ID Health Associated Workload
------------------------------------------------
6 healthy []
5 healthy []
4 healthy []
3 healthy []
2 healthy []
1 healthy []
0 healthy []
7 healthy []
------------------------------------------------
{"ID":"0","Fields":["GPU_ECC_UNCORRECT_SEM","GPU_ECC_UNCORRECT_FUSE"]}
5. Query the Mericsclient to See the Unhealthy GPU#
Since the Metric Exporter will check every 30 seconds for GPU health status you will need to wait this amount of time before executing the following command again to see the unhealthy GPU:
kubectl exec -n kube-amd-gpu $METRICS_POD -c metrics-exporter-container -- metricsclient
You should now see that one of the GPUs, GPU 0
, in this case has been marked as unhealthy:
ID Health Associated Workload
------------------------------------------------
0 unhealthy []
7 healthy []
6 healthy []
5 healthy []
4 healthy []
3 healthy []
2 healthy []
1 healthy []
------------------------------------------------
6. Checking the Unhealthy GPU Node label#
The Metrics Exporter should of also added an unhealthy GPU label to your affected node to identify which GPU is unhealthy. Run the following to check for unhealth gpu node labels:
kubectl describe node $NODE_NAME | grep unhealthy
The command should return back one label indicating gpu.0.state
as unhealthy:
metricsexporter.amd.com.gpu.0.state=unhealthy
7. Check Number of Allocatable GPUs#
In order to confirm that the unhealthy GPU resource has in fact been removed from the Kubernetes Scheduler we can check the number of total GPUs on the node and compare it with the number of allocatable GPUs. To do so run the following:
kubectl get nodes -o custom-columns=NAME:.metadata.name,"Total GPUs:.status.capacity.amd\.com/gpu","Allocatable GPUs:.status.allocatable.amd\.com/gpu"

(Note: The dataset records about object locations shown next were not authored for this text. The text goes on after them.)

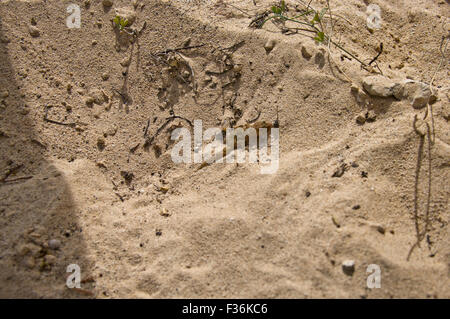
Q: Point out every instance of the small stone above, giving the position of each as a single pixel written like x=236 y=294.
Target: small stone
x=29 y=262
x=379 y=86
x=381 y=229
x=398 y=91
x=50 y=259
x=34 y=31
x=354 y=88
x=125 y=62
x=163 y=212
x=54 y=244
x=101 y=143
x=89 y=100
x=371 y=116
x=360 y=119
x=306 y=53
x=270 y=44
x=4 y=94
x=348 y=267
x=107 y=3
x=127 y=14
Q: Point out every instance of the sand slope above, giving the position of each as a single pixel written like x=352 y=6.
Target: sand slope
x=175 y=230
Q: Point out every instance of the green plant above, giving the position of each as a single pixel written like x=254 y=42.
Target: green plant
x=120 y=22
x=311 y=20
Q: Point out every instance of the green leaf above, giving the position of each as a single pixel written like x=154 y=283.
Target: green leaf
x=276 y=10
x=124 y=23
x=320 y=37
x=316 y=19
x=283 y=6
x=322 y=13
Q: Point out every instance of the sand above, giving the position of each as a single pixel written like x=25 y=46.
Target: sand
x=78 y=107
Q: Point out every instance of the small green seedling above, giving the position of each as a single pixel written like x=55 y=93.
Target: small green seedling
x=120 y=22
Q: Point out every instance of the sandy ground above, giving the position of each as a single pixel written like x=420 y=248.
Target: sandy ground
x=141 y=226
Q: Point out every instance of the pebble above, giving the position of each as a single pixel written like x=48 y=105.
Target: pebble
x=270 y=44
x=29 y=262
x=379 y=86
x=34 y=31
x=50 y=259
x=306 y=53
x=125 y=62
x=348 y=267
x=127 y=14
x=107 y=3
x=4 y=94
x=360 y=119
x=54 y=244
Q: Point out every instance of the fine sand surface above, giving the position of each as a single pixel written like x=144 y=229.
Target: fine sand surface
x=78 y=105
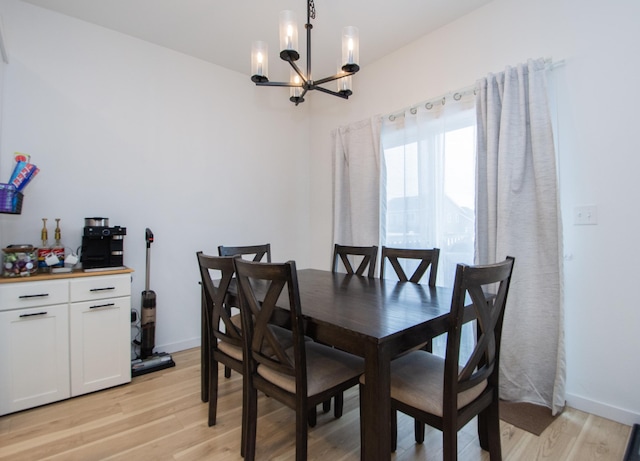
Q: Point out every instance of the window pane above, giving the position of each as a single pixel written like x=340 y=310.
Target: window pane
x=430 y=190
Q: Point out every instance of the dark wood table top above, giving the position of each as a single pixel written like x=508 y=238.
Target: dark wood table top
x=376 y=310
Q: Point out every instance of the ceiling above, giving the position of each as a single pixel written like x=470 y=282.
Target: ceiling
x=221 y=32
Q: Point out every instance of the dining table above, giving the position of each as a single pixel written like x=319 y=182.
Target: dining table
x=376 y=319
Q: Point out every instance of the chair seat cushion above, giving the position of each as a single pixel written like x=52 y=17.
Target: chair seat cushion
x=231 y=350
x=417 y=379
x=326 y=367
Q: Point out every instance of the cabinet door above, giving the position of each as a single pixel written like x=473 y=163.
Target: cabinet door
x=34 y=357
x=100 y=344
x=101 y=287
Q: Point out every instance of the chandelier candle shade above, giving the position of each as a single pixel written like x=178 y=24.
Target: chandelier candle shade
x=300 y=83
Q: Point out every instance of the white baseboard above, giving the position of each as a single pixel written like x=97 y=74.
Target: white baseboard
x=179 y=346
x=603 y=410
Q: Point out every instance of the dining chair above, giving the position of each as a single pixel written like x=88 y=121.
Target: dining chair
x=448 y=392
x=428 y=259
x=367 y=256
x=258 y=251
x=223 y=330
x=302 y=376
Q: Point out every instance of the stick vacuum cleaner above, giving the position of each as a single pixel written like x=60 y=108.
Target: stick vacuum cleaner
x=149 y=361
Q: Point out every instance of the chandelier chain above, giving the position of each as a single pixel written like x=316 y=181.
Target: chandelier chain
x=312 y=9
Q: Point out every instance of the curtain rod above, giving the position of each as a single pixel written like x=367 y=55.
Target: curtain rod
x=456 y=95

You should now have one less GPU that is allocatable on your node:
NAME Total GPUs Allocatable GPUs
amd-mi300x-gpu-worker1 8 7
8. Clear ECC Errors on GPU 0#
Now that we have tested to ensure the Health Check workflow is working we can clear the ECC errors on GPU0 by using the metrics client in a similar fashion to 4. This time we are setting the error counts to 0 for both GPU_ECC_UNCORRECT error fields.

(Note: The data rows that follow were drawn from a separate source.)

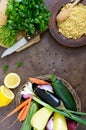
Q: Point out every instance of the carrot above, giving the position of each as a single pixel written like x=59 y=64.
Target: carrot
x=38 y=81
x=16 y=109
x=25 y=112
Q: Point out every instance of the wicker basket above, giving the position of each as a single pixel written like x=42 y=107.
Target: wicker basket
x=69 y=87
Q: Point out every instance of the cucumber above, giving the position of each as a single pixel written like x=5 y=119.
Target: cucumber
x=26 y=125
x=63 y=93
x=46 y=96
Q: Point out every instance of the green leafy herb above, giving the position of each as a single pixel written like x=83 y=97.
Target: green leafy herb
x=24 y=15
x=19 y=64
x=5 y=67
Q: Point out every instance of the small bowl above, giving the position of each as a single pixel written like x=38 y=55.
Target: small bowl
x=54 y=31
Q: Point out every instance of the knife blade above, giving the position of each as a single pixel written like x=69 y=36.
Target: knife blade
x=13 y=48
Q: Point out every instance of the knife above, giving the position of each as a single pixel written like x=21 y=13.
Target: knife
x=21 y=45
x=13 y=48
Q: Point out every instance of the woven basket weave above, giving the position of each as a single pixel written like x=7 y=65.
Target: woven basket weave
x=69 y=87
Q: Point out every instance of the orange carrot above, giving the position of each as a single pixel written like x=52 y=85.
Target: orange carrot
x=25 y=112
x=16 y=109
x=38 y=81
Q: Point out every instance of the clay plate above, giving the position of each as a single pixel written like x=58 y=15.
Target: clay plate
x=54 y=31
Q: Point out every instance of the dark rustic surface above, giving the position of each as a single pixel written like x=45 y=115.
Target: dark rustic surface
x=46 y=57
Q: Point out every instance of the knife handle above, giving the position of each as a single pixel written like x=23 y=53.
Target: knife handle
x=33 y=41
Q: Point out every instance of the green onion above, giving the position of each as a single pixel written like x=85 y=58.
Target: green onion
x=65 y=113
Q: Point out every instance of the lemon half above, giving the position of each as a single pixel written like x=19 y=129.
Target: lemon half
x=6 y=96
x=12 y=80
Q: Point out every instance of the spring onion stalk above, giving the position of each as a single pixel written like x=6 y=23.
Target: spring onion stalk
x=65 y=113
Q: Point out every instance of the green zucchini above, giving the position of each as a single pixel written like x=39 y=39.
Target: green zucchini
x=63 y=93
x=26 y=125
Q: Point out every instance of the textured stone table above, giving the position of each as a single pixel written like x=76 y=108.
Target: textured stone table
x=46 y=57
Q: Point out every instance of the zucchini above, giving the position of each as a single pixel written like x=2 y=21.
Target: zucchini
x=63 y=93
x=46 y=96
x=26 y=125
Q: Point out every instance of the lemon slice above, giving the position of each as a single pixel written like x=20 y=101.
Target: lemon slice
x=6 y=96
x=12 y=80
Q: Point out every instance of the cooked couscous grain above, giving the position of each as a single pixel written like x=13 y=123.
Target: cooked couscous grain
x=75 y=25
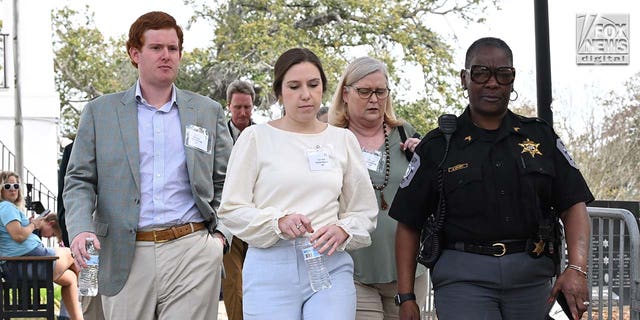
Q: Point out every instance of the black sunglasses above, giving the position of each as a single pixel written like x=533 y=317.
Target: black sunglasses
x=9 y=186
x=482 y=74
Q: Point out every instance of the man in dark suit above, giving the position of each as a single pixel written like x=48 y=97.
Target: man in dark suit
x=240 y=97
x=151 y=163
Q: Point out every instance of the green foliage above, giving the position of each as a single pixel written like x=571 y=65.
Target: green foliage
x=609 y=155
x=250 y=35
x=86 y=65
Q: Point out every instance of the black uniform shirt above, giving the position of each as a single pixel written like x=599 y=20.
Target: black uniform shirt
x=498 y=184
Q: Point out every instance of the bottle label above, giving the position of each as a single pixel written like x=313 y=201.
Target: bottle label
x=93 y=260
x=310 y=253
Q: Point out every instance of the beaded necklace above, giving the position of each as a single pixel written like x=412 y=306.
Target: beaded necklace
x=387 y=165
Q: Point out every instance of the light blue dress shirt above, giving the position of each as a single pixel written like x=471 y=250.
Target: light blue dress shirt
x=166 y=198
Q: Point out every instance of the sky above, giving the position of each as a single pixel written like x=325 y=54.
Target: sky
x=575 y=87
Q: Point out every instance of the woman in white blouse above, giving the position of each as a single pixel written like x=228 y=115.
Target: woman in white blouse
x=295 y=177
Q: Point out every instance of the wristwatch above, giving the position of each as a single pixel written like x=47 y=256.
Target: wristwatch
x=402 y=297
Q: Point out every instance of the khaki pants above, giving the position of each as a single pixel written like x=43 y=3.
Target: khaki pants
x=179 y=279
x=232 y=283
x=376 y=301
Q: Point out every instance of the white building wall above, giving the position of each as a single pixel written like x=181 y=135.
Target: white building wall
x=39 y=100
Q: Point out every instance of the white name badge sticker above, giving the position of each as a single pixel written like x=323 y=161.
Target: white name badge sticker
x=197 y=138
x=372 y=159
x=319 y=158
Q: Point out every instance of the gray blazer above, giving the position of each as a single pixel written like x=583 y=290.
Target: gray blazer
x=104 y=175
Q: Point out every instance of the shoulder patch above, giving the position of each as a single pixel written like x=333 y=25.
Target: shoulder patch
x=413 y=166
x=565 y=153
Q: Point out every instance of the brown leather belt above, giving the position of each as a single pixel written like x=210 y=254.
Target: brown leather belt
x=169 y=234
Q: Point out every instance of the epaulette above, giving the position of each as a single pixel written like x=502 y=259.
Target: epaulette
x=432 y=134
x=531 y=120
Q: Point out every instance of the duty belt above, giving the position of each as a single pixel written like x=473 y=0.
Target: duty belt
x=496 y=249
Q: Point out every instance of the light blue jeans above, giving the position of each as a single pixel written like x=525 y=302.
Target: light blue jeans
x=275 y=285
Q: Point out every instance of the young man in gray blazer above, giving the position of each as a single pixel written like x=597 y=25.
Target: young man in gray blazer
x=151 y=163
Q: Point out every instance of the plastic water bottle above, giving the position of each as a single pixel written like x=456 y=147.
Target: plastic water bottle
x=88 y=279
x=318 y=273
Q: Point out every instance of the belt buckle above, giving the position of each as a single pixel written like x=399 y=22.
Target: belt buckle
x=155 y=238
x=501 y=245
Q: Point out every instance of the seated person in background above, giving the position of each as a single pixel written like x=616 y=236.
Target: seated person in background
x=17 y=239
x=51 y=228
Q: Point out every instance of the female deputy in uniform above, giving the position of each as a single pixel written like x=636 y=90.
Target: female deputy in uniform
x=292 y=177
x=505 y=178
x=362 y=103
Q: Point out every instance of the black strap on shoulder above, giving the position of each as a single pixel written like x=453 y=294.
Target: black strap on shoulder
x=403 y=134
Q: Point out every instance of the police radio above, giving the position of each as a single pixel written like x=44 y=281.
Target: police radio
x=431 y=236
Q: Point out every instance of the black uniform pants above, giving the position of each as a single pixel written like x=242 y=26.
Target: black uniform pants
x=474 y=286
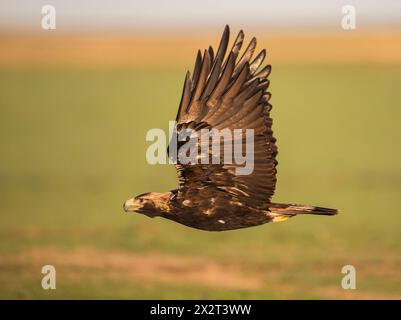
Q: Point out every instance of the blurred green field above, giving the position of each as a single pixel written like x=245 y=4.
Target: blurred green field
x=73 y=149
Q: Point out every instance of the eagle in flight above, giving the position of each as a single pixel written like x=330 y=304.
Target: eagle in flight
x=225 y=93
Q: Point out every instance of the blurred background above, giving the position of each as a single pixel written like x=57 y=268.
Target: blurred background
x=77 y=101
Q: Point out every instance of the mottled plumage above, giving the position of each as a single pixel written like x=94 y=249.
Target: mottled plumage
x=225 y=91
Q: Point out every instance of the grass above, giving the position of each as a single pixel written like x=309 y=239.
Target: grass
x=73 y=149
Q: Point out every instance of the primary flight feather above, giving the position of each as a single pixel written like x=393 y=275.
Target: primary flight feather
x=225 y=91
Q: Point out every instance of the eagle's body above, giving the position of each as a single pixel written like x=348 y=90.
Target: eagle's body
x=225 y=94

kubectl exec -n kube-amd-gpu $METRICS_POD -c metrics-exporter-container -- sh -c 'cat > /tmp/delete_ecc.json <<EOF
{
"ID": "0",
"Fields": [
"GPU_ECC_UNCORRECT_SEM",
"GPU_ECC_UNCORRECT_FUSE"
],
"Counts" : [
0, 0
]
}
EOF
metricsclient -ecc-file-path /tmp/delete_ecc.json'
9. Check to see GPU 0 Become Healthy Again#
After waiting another 30 seconds or so you can check the metrics client again to see that all GPUs are now healthy again:
kubectl exec -n kube-amd-gpu $METRICS_POD -c metrics-exporter-container -- metricsclient
You should see the following:
ID Health Associated Workload
------------------------------------------------
4 healthy []
3 healthy []
2 healthy []
1 healthy []
0 healthy []
7 healthy []
6 healthy []
5 healthy []
------------------------------------------------
10. Check that all GPUs are Allocatable Again#
Lastly check the number of allocatable GPUs on your node to ensure that it matches the total number of GPUs:
kubectl get nodes -o custom-columns=NAME:.metadata.name,"Total GPUs:.status.capacity.amd\.com/gpu","Allocatable GPUs:.status.allocatable.amd\.com/gpu"
Following the above steps will help you successfully test the new GPU Health Check Feature.